三更初,独院的南端,出现了三个夜行人的身影,灰白色的棉裤和头巾,反穿的皮袄,站在院墙上像三个鬼魂。

擒龙客柳絮从屋角踱出,站在雪地里冷然屹立。

“你们还是走的好。”擒龙客向远在三四丈外墙头的人说:“你们这种骚扰的笨办法,发生不了多少作用的,说不定反而枉送性命,何苦来哉?”

“哈哈哈哈!”站在中间的人狂笑,是北丐:“你好像是冒充擒龙客柳絮的人,就算你是柳絮吧,老花子知道你那位同伴,今晚无法赶回来了,被云豪三煞拖住啦!对不对?”

“那是你的看法。”擒龙客沉静地说:“在下不信你敢明火执仗抢劫,敢进屋吗?”

“花子我知道你暗中布置了不少人,说不定附近已经布下了天罗地网。当然,我北丐不是强盗,不至于甘冒大不韪公然侵入客店行劫。像这样每天来来去去,你们就会疲于奔命,白天上路必定打不起精神来,在路上就可以容易打发你们啦!哈哈……”

“似乎阁下比柳某还要辛苦。”

“但我老花子的人多。姓柳的,放聪明些,谈谈条件,尊驾意下如何?”

“没有条件好谈的,柳某的身份不容许向歹徒们谈条件,正邪不两立,冰炭不同炉……”

“哈哈哈!你阁下算了吧,你算什么狗屁正道?威远镖局已着手查这件事,到时候谁正谁邪便可分晓。八只箱笼,十二件包裹,老夫选一半,阁下不至于反对吧?”

“你在做梦。”

“我北丐的梦都是好的。当然,花子我并不是白拿,东西到手,我的人护送你们过河,替你们打发云蒙三煞,条件够优厚吧?三煞在真定附近吃了你们的暗亏,这次倾巢而至志在必得,决不会留活口。哈哈!权衡利害吧!阁下。”

院墙转角的墙头上,多了一个灰袍人。

“臭花子,你还没问我阴司恶客肯是不肯呢。”灰袍人阴森森地说:“你那些狐群狗党,也不见得能挡住云蒙三煞。你最好给我快滚!免得老夫撕掉你另一条袖子,或者揪掉你的狗脑袋。”

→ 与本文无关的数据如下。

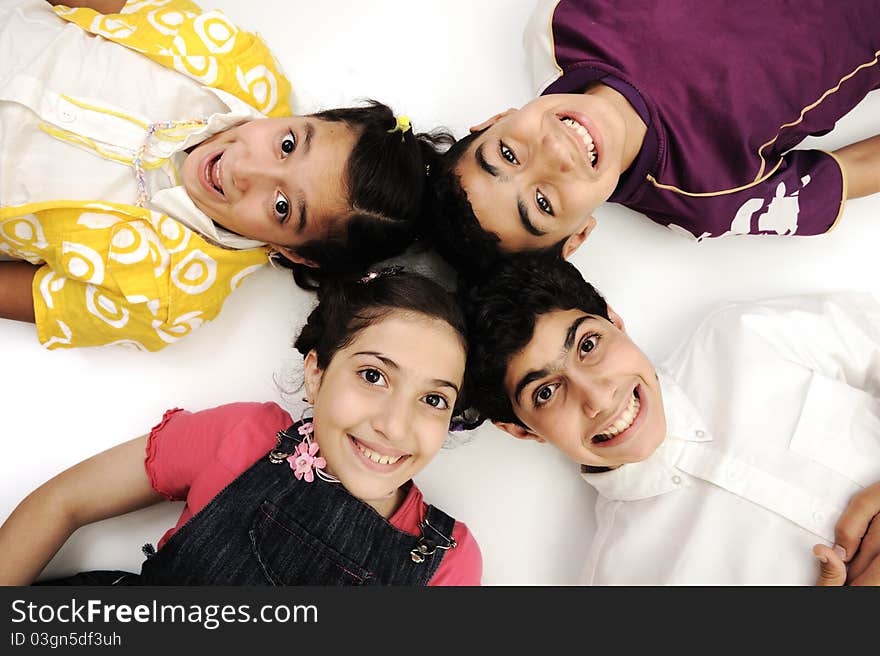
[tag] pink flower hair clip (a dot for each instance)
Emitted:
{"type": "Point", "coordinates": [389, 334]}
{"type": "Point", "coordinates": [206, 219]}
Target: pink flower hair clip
{"type": "Point", "coordinates": [305, 461]}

左方屋脊上闪出一个灰影,突然急滑而下,到了帘口长剑出鞘,跃落阴司恶客的右面墙头。

阴司恶客反应超人,不等对方跃落,右手一动,剑鸣乍起,信手一剑挥出。

“铮!”双剑相交火星飞溅,剑高速破空的锐啸亦随剑鸣传出,可知两人出剑的速度极为惊人。

势均力敌,两人皆被震得立脚不牢,身形一阵急晃,都想稳下马步。

跃落的人先行飘落墙外,无法站稳。

阴司恶客也稳不住马步,稍后向墙内飘落。

擒龙手突然飞掠而上,手中两尺二寸长的金色虎爪来势似雷霆,猛攻双脚尚未完全着地的阴司恶客,抓住了难得的雷霆一击好机。

这瞬间,北丐一跃而下,奔向已无人把守的后院门。

“铮铮!”阴司恶客临危不乱,封出两剑,居然在双脚无法发力的刹那间,硬将攻来的沉重虎爪震出偏门,身形扭转着地,闪出丈外脱出虎爪的威力圈。

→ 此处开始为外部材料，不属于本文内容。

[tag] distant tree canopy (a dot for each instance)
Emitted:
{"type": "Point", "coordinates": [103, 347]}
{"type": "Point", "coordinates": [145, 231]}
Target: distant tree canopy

同一期间,距后院门有丈余的北丐,看到门突然内开,森森剑气向外一涌,一个人影已身剑合一闪电似的疾射而出。

“来得好!”北丐大叫,铁手杖招发拨草寻蛇,身形下挫侧移,避实击虚攻下盘,以攻还攻争取先机。

“铮!”剑仓卒间收招变招下沉,自救保护下盘,剑脊挡住了手仗。接着剑光一闪,反削北丐的胸口,出招之快,有如电光一闪。

北丐大骇,仰面避招双足一蹬,身形暴退丈外,几乎被剑尖掠过鼻尖,惊出一身冷汗。

“花子我碰上了劲敌!”北丐继续急退,一面怪叫向同伴示警:“这狗娘养的厉害,快下来毙了这杂种。”

剑的主人身材不高,一招绝学奇袭失效,有点失惊,未能紧迫追击,可能是搏斗的经验不够。

北丐骂得刻毒,这人被激怒得失去了理智,愤怒地追出速度奇快。

北丐的同伴并不跳下来相助,反而急急退走。北丐一声狂笑,人如飞隼跃过丈高的院墙。

“穷寇莫追!”后院门窜出的另一人大叫。

可是,被激怒的人已跟踪北丐越墙狂追。

大街宽阔,但小街却暗沉沉,小巷纵横交错,要追一个比狐狸还要狡诈的老江湖,谈何容易?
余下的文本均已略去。